Finally, Mr. Bookwalter testified that rewiring the switch so that the motor shut down each time the operator raised the safety cage would “increase the wear and tear” on the motor. Such an arrangement, according to Mr. Bookwalter, would be less practical than the one originally designed into the machine.

Practicality is different from feasibility; I do not imply that the two concepts are interchangeable. Once again, however, Rule 407 should not protect from impeachment a defendant who suggests at trial that a practical manufacturer would not employ precisely the design which the defendant eventually utilized.

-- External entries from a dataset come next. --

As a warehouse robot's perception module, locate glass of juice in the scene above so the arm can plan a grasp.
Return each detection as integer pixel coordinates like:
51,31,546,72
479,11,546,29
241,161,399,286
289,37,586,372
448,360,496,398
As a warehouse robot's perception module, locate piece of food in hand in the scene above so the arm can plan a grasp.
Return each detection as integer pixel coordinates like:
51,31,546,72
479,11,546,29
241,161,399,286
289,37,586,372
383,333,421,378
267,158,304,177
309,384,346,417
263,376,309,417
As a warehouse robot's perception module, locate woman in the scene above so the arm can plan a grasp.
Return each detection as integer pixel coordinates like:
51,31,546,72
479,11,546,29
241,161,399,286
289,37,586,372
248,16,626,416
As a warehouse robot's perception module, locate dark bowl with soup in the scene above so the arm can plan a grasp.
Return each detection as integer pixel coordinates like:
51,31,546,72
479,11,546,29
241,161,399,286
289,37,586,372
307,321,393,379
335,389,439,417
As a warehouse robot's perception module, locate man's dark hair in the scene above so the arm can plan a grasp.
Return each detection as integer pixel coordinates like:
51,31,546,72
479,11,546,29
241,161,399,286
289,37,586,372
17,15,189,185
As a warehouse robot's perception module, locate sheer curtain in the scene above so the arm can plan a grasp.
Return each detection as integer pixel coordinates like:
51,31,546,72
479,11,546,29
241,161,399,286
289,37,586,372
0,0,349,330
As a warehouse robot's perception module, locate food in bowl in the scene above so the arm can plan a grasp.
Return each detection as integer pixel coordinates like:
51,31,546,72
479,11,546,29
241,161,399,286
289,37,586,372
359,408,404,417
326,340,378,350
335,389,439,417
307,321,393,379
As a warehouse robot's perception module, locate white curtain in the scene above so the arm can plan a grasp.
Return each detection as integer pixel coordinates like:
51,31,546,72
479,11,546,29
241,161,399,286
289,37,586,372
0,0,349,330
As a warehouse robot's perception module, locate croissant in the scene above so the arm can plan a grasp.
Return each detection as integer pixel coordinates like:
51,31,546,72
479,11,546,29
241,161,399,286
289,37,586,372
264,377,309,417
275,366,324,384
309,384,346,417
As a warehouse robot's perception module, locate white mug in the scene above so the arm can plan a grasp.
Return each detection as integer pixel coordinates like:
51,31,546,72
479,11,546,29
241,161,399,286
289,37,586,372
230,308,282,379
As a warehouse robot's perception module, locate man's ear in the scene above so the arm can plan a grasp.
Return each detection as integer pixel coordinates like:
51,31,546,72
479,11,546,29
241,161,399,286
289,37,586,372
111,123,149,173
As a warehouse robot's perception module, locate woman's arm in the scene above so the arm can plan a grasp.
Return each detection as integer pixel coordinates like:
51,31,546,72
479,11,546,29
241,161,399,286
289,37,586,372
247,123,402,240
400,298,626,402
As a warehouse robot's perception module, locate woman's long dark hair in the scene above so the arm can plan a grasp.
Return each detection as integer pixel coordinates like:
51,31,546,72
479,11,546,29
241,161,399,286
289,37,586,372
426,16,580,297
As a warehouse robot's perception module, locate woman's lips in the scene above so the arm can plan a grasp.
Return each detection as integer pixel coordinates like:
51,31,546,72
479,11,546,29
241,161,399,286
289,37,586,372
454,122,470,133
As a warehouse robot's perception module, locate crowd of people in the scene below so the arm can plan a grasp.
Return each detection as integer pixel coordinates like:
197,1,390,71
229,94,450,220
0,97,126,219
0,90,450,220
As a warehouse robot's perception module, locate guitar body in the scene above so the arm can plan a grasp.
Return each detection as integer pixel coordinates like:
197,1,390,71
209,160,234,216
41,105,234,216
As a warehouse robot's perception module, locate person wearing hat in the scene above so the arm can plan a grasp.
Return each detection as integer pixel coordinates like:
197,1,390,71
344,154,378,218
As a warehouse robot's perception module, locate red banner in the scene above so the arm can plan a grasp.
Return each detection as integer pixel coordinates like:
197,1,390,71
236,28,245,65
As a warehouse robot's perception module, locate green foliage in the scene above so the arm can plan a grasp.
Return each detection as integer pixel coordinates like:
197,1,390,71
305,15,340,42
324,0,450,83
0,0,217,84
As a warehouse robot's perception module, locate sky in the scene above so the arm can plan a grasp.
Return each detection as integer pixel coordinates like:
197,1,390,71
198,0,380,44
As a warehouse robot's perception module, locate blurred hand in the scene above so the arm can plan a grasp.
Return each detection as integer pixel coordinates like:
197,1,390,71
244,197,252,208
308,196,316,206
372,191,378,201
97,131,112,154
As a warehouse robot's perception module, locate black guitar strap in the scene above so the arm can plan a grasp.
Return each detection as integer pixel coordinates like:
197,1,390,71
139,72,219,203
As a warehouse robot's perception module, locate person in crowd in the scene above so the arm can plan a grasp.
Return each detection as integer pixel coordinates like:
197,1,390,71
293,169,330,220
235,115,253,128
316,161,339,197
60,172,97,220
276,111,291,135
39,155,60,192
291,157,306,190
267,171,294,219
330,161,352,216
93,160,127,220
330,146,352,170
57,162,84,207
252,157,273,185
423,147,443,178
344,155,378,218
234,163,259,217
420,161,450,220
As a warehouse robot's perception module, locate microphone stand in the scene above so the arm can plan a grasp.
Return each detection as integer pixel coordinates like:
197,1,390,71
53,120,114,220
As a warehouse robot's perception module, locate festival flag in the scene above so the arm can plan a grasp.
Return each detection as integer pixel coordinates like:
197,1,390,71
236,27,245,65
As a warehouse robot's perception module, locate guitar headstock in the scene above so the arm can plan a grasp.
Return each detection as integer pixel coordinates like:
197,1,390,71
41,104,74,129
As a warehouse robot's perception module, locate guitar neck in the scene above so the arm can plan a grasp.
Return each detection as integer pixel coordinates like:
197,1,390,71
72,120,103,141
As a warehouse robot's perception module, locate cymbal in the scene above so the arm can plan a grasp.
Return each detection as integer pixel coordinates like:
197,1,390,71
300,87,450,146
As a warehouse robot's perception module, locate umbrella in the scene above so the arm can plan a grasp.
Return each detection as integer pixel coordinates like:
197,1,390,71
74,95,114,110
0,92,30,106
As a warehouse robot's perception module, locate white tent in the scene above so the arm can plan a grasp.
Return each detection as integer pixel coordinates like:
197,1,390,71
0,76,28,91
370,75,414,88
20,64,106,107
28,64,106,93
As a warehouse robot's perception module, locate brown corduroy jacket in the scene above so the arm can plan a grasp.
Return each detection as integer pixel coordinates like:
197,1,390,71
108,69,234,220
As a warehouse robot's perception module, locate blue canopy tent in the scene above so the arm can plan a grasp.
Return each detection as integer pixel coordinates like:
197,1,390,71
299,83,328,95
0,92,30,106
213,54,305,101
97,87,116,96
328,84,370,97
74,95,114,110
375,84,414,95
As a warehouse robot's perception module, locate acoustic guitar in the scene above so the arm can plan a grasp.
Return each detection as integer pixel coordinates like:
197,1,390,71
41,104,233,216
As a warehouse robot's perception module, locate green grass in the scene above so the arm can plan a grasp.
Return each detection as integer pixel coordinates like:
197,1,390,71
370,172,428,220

Counsel may avoid the damaging impact of evidence of subsequent remedial measures only by keeping the door to impeachment firmly closed.

We have previously held that the trial court may permit evidence of design change for purposes of impeachment. Muzyka v. Remington Arms Co., Inc., 774 F.2d 1309 (5th Cir.1985). In the Remington Arms case, a Remington Model 700 rifle misfired while it was being unloaded. The bolt-action design of the rifle required that it be placed in the safety-off position before unloading. Plaintiffs stepfather was removing a round from the rifle’s chamber when it fired. The bullet ricocheted and struck the plaintiff.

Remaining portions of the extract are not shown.